# Components:
→ Sourdough Starter
01 - 3.5 oz active sourdough starter, fed and bubbly
→ Dough
02 - 2.5 cups bread flour
03 - 0.5 cup whole wheat flour
04 - 1 cup room temperature water
05 - 1.5 teaspoons fine sea salt
→ Decoration
06 - Rice flour for dusting
07 - Edible dried flowers or seeds for garnish, optional
# Directions:
01 - In a large bowl, mix sourdough starter, bread flour, whole wheat flour, and water until combined. Let rest uncovered for 30-45 minutes.
02 - Add salt to the rested dough and mix thoroughly until well incorporated.
03 - Perform 3-4 sets of stretch-and-folds spaced 30 minutes apart, covering the dough with a damp towel between sets.
04 - Shape the dough into a tight ball and place in a lightly oiled bowl. Cover and let rise at room temperature until doubled, approximately 4-6 hours.
05 - Turn dough onto a lightly floured surface and divide in half. Shape each piece into a heart by flattening slightly, pinching the base to form a point, and indenting the top center.
06 - Place each heart-shaped dough into a floured proofing basket or bowl lined with a floured towel.
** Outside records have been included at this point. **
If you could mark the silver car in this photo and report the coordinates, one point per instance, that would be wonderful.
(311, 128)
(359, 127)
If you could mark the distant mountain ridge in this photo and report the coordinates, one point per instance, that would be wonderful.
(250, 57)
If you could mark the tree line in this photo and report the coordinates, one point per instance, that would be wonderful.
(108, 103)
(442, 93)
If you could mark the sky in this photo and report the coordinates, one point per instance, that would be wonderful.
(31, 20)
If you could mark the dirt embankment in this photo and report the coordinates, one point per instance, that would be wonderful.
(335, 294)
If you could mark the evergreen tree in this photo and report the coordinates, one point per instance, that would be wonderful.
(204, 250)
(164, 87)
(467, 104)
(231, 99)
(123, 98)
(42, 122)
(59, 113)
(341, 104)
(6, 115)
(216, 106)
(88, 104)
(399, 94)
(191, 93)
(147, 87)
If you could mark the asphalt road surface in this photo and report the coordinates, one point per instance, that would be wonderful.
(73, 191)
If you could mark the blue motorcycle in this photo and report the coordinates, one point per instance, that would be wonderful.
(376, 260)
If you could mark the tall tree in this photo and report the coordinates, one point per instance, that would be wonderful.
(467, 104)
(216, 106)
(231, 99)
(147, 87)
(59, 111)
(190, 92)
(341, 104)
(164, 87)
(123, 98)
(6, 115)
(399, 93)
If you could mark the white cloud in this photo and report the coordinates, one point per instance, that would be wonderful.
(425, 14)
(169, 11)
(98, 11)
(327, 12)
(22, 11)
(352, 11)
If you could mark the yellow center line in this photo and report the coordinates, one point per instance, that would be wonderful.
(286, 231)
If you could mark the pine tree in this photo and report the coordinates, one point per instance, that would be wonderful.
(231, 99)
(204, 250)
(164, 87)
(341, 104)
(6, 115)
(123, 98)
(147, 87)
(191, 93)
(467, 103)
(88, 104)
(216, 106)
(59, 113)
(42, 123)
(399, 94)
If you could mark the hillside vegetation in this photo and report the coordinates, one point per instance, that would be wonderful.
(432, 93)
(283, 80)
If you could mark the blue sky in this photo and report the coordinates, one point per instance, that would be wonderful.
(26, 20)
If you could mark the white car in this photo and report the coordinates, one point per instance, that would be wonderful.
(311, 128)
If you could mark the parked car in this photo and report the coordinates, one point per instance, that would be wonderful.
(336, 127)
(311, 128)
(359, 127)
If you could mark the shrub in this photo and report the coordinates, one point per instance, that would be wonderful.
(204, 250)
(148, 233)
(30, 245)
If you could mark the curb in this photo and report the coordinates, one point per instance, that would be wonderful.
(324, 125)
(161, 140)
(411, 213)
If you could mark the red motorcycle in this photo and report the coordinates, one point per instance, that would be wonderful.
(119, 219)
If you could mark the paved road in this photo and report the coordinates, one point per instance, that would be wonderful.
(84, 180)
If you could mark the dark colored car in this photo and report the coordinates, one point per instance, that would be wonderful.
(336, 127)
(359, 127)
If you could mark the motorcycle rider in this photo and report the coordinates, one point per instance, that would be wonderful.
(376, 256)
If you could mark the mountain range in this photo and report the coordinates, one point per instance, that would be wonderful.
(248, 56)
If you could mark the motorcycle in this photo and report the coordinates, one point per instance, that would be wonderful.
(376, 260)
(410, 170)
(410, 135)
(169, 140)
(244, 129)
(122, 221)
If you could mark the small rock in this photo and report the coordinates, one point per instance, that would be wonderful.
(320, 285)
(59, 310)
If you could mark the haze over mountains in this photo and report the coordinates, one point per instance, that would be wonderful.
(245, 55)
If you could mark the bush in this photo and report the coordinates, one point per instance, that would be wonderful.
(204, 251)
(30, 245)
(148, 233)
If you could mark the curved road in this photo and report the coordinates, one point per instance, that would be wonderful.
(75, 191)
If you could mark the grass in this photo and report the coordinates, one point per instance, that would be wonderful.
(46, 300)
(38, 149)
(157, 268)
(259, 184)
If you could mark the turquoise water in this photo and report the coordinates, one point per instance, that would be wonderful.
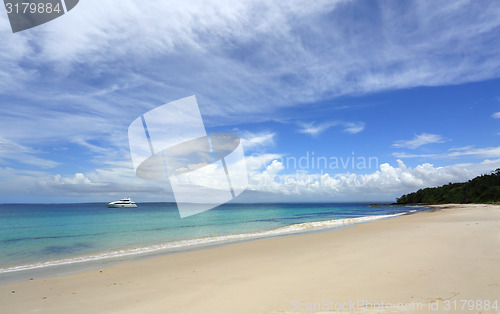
(39, 235)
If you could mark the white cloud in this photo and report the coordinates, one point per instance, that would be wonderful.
(419, 140)
(485, 152)
(22, 154)
(252, 141)
(354, 127)
(314, 129)
(384, 184)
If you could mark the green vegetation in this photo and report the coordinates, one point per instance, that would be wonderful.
(482, 189)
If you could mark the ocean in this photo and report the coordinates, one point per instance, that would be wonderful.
(43, 236)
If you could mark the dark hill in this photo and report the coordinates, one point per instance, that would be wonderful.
(482, 189)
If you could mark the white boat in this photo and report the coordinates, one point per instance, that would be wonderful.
(124, 202)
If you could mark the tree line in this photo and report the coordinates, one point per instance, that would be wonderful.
(481, 189)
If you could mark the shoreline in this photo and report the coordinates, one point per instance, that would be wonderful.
(20, 272)
(445, 254)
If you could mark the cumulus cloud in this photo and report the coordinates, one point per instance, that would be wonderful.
(386, 183)
(252, 141)
(419, 140)
(314, 129)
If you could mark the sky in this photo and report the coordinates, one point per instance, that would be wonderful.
(334, 101)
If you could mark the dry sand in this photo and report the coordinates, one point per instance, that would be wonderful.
(424, 262)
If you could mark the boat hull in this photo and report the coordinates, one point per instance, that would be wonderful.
(121, 205)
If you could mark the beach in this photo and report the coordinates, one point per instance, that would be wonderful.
(444, 260)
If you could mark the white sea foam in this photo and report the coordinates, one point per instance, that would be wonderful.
(184, 244)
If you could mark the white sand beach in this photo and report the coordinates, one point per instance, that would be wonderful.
(443, 261)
Cover and refrigerate for 8-12 hours.
07 - Preheat oven to 465°F with a Dutch oven or baking stone inside.
08 - Remove dough from refrigerator and invert onto parchment paper. Dust generously with rice flour and use a sharp blade or lame to score artistic heart patterns into the surface.
09 - Transfer dough to the hot Dutch oven or baking stone. Bake covered for 20 minutes, then uncover and continue baking for 15 minutes until golden and crisp.
10 - Cool completely on a wire rack. Decorate with optional edible flowers or seeds once cooled.